La presidenta Claudia Sheinbaum Pardo ha emitido una contundente declaración, señalando a la ultraderecha de Estados Unidos y México como los principales artífices detrás de una persistente campaña de desprestigio contra su administración. La mandataria aseguró contar con información que sustenta sus afirmaciones, destacando que el objetivo es socavar las relaciones bilaterales entre ambas naciones.
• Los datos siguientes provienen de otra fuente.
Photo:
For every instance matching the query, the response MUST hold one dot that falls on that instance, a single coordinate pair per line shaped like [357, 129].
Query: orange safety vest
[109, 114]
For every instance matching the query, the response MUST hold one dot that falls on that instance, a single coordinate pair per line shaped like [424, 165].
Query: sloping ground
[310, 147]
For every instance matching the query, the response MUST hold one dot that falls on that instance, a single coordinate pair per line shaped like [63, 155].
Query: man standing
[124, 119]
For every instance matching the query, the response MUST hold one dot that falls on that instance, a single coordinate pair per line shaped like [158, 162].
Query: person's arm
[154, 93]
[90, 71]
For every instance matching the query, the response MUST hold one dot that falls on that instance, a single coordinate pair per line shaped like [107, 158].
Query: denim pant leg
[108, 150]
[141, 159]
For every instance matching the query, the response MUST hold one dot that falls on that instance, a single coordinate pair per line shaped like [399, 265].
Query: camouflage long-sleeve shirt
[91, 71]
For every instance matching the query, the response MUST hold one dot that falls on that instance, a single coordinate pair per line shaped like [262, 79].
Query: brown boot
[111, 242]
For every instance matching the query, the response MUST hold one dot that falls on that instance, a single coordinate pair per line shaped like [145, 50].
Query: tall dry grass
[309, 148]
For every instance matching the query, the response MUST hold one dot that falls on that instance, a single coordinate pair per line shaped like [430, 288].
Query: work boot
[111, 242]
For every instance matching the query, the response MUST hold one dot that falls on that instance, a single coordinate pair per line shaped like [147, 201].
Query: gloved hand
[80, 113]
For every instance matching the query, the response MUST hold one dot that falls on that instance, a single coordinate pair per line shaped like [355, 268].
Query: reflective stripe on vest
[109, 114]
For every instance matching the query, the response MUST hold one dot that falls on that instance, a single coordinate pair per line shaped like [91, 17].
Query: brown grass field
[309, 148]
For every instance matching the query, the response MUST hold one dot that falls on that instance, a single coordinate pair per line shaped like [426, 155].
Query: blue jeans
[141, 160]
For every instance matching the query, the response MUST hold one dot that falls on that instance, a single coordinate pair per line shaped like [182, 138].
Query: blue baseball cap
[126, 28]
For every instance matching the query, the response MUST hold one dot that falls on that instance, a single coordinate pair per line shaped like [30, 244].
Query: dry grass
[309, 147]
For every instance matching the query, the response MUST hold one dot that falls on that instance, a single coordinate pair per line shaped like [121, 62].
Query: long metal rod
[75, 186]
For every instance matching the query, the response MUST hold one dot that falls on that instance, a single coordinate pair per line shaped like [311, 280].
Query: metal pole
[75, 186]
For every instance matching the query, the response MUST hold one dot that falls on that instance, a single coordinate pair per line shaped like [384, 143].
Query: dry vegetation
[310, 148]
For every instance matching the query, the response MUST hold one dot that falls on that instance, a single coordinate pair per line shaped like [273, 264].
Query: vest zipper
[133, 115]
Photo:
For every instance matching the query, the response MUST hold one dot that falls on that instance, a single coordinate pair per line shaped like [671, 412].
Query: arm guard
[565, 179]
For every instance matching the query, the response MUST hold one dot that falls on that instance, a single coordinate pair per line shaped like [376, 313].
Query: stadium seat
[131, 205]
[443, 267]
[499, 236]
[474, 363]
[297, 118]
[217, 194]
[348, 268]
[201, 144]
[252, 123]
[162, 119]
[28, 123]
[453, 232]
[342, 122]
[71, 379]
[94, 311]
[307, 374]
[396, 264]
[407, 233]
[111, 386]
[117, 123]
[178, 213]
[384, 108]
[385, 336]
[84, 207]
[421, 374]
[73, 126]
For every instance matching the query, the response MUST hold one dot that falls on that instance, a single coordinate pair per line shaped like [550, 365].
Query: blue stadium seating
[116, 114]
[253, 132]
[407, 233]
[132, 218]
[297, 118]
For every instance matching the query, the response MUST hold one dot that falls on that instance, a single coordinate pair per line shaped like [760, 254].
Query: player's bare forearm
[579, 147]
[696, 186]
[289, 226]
Sheinbaum Pardo enfatizó que esta estrategia no emana directamente del gobierno estadounidense, sino de sectores específicos de ultraderecha en el país vecino. Estos grupos, según la presidenta, se alían con facciones similares en México para generar un clima de desconfianza y hostilidad, buscando afectar la estabilidad política y la cooperación binacional.

La declaración surgió a raíz de la aclaración del Departamento de Seguridad Nacional (DHS) de EE. UU., que desmintió reportes sobre la cancelación de visas o permisos especiales a gobernadores mexicanos. A pesar de esta desmentida, Sheinbaum advirtió que las noticias falsas y los intentos de desestabilización continuarán, formando parte de una narrativa diseñada para presentar al gobierno de EE. UU. persiguiendo a funcionarios mexicanos.

Para la presidenta, estas campañas tienen motivaciones electorales claras, tanto en las próximas elecciones de Estados Unidos en noviembre como con miras a los comicios mexicanos de 2027. Sin embargo, Sheinbaum manifestó su convicción de que este tipo de estrategias no logra permear en la conciencia de la población mexicana, que identifica la falsedad de dichas narrativas.

En este contexto, la mandataria también abordó la reciente denuncia del Partido Acción Nacional (PAN) contra el ex presidente Andrés Manuel López Obrador ante la Corte Penal Internacional. Sheinbaum calificó la acción de “hipócrita”, sugiriendo que la oposición busca “expiar culpas” y que tales acusaciones carecen de credibilidad ante la ciudadanía.

Además, se refirió a una cena organizada por la American Society (AMSOC) a la que asistieron miembros de la oposición. La presidenta reveló que su gobierno fue invitado, pero optó por no participar, cuestionando los intereses y la financiación detrás de dicho encuentro, especialmente tras mencionarse la coparticipación del empresario Ricardo Salinas Pliego.

Sheinbaum Pardo criticó que estos actores de la oposición viajen a Estados Unidos no para hablar sobre el gobierno, sino para “hablar mal de México” y solicitar la intervención estadounidense en asuntos internos del país. Esta conducta, según la presidenta, demuestra una falta de compromiso con la soberanía nacional.

Finalmente, la presidenta detalló una práctica de evasión fiscal que su gobierno cerró, relacionada con la importación de motocicletas por parte de una empresa del Grupo Salinas. Sheinbaum explicó que la estrategia consistía en traer componentes, como neumáticos, separados del chasis para pagar menos impuestos, calificándola de “trampa” y “otra evasión de impuestos” combatida por su administración.